Jaksa Agung ST Burhanuddin mengeluarkan aturan penyelesaian penanganan perkara tindak pidana penyalahgunaan narkotika atau narkoba melalui proses rehabilitasi. Burhanuddin menyebut hal itu dilakukan dengan pendekatan keadilan restoratif (restorative justice).
Aturan itu tertuang dalam Pedoman Nomor 18 Tahun 2021 yang berlaku sejak tanggal 1 November 2021 tentang Penyelesaian Penanganan Perkara Tindak Pidana Penyalahgunaan Narkotika Melalui Rehabilitasi dengan Pendekatan Keadilan Restoratif Sebagai Pelaksanaan Asas Dominus Litis Jaksa.

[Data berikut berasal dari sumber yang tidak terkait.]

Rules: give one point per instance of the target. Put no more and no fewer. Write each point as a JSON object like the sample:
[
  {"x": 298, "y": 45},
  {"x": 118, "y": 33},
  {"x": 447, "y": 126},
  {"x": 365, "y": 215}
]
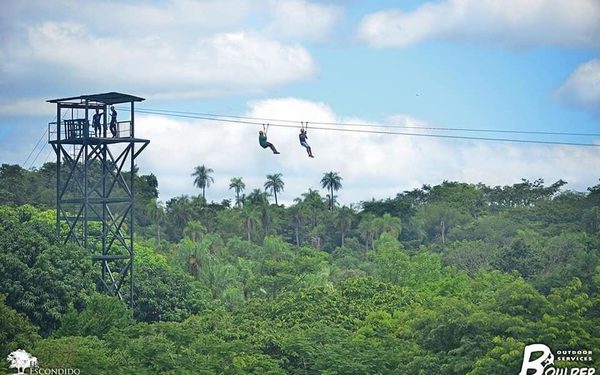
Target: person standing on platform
[
  {"x": 113, "y": 121},
  {"x": 96, "y": 123}
]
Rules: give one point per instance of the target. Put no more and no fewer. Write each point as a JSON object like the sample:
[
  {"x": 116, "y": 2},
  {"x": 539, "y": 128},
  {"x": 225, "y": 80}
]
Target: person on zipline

"Maksud ditetapkannya Pedoman Nomor 18 Tahun 2021 adalah menjadi acuan bagi penuntut umum guna optimalisasi penyelesaian penanganan perkara tindak pidana penyalahgunaan narkotika melalui rehabilitasi dengan pendekatan keadilan restoratif sebagai pelaksanaan asas dominus litis jaksa, sedangkan tujuan dari ditetapkannya pedoman tersebut ditujukan untuk optimalisasi penyelesaian penanganan perkara tindak pidana penyalahgunaan narkotika melalui rehabilitasi dengan pendekatan keadilan restoratif sebagai pelaksanaan asas dominus litis jaksa, sebagai pengendali perkara," kata Kepala Pusat Penerangan Hukum (Kapuspenkum) Kejagung, Leonard Eben Ezer Simanjuntak dalam keterangan tertulisnya, seperti dikutip, Senin (8/11/2021).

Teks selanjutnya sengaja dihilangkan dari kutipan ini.